Outras potenciais explicações para a inexistência de alterações na dieta dos indivíduos, e que não são abordadas pelos estudos acima mencionados, estão relacionadas, por exemplo, com a criação de hábitos alimentares ao longo da vida. Ao longo de muitos anos criamos hábitos, definimos aquilo de que gostamos e de que não gostamos, somos influenciados por campanhas publicitárias e moldados por aspectos culturais e sociais. Viciamos o organismo em produtos processados, ricos em gorduras e colesterol, com sal e açúcar adicionado, bebidas energéticas, entre outros. Habituamo-nos ao comodismo de comprar uma refeição pré-cozinhada ou pedir take-away no restaurante mais próximo, ao invés de cozinharmos a nossa própria refeição. E embora possamos pensar que temos tudo sob controlo, experienciamos a realidade pura e dura quando tentamos quebrar alguns dos hábitos menos saudáveis: não somos capazes. Custa romper com hábitos formados ao longo dos anos. E custa mais quando os potenciais benefícios de uma alteração alimentar só ocorrerem no médio ou longo prazo, sendo condicionais a uma alteração sustentável da dieta.
Finalmente, importa mencionar que a realização de alterações bem sucedidas ao nível da dieta implica 1. que os indivíduos estejam bem informados e saibam que alterações fazer, e 2. que saibam interpretar a informação nutricional dos alimentos. Não é de todo claro que assim seja. E, também aqui, as campanhas publicitárias são relevantes, na medida em que têm a capacidade de distorcer aquilo que é tido como saudável. As versões denominadas light, baixas em gordura, com teor de sal reduzido de produtos processados são igualmente produtos processados, frequentemente com características nutricionais não muito diferentes do produto original.

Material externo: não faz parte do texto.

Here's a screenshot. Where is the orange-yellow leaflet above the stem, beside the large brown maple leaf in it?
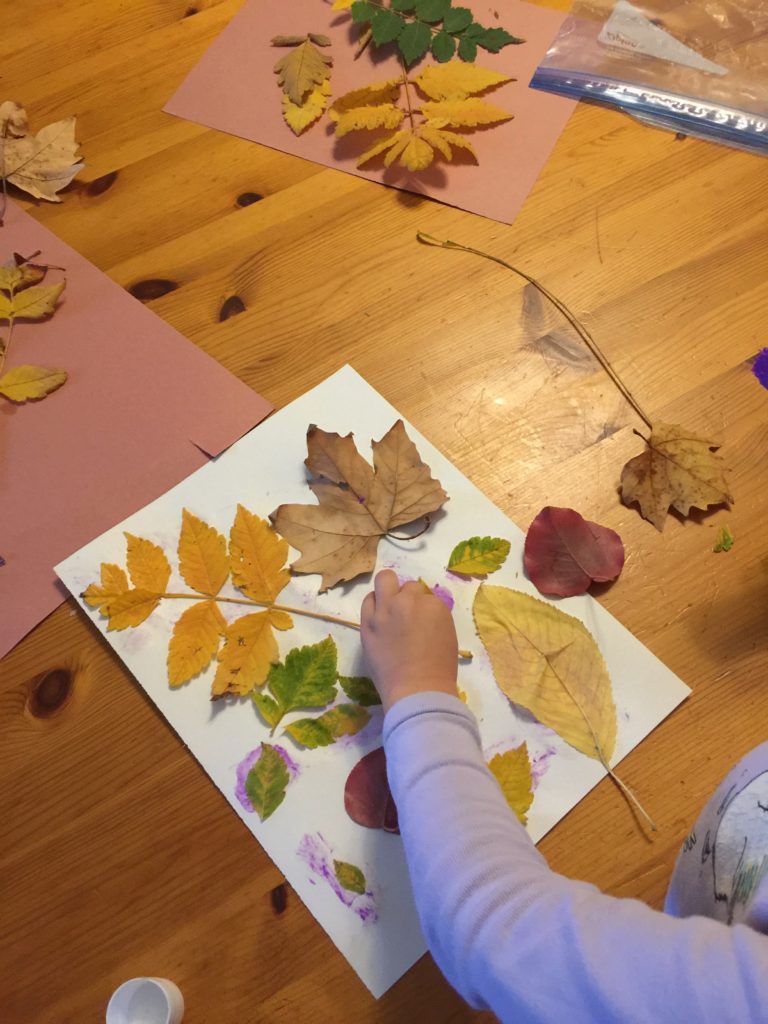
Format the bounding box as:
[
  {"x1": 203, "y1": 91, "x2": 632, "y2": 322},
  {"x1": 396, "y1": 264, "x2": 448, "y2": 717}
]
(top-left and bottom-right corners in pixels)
[{"x1": 229, "y1": 505, "x2": 291, "y2": 601}]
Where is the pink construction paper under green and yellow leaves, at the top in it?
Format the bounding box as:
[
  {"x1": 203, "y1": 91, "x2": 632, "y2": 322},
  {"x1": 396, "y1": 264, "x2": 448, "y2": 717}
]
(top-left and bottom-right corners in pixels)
[{"x1": 165, "y1": 0, "x2": 575, "y2": 223}]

A necessidade de alteração de comportamentos alimentares é imensa. O processo pode não ser de simples implementação, mas os ganhos em termos de saúde podem ser substanciais. E a melhor altura para o fazer era ontem.
Referências:
1- Stefan Hut, Emily Oster. Changes in Household Diet: Determinants and Predictability. NBER Working Paper No. 24892. August 2018.
2- Francesco Principe, Vincenzo Carrieri. WHO and for how long? An empirical analysis of the consumers’ response to red meat warning. WP 18/08 HEDG, University of York.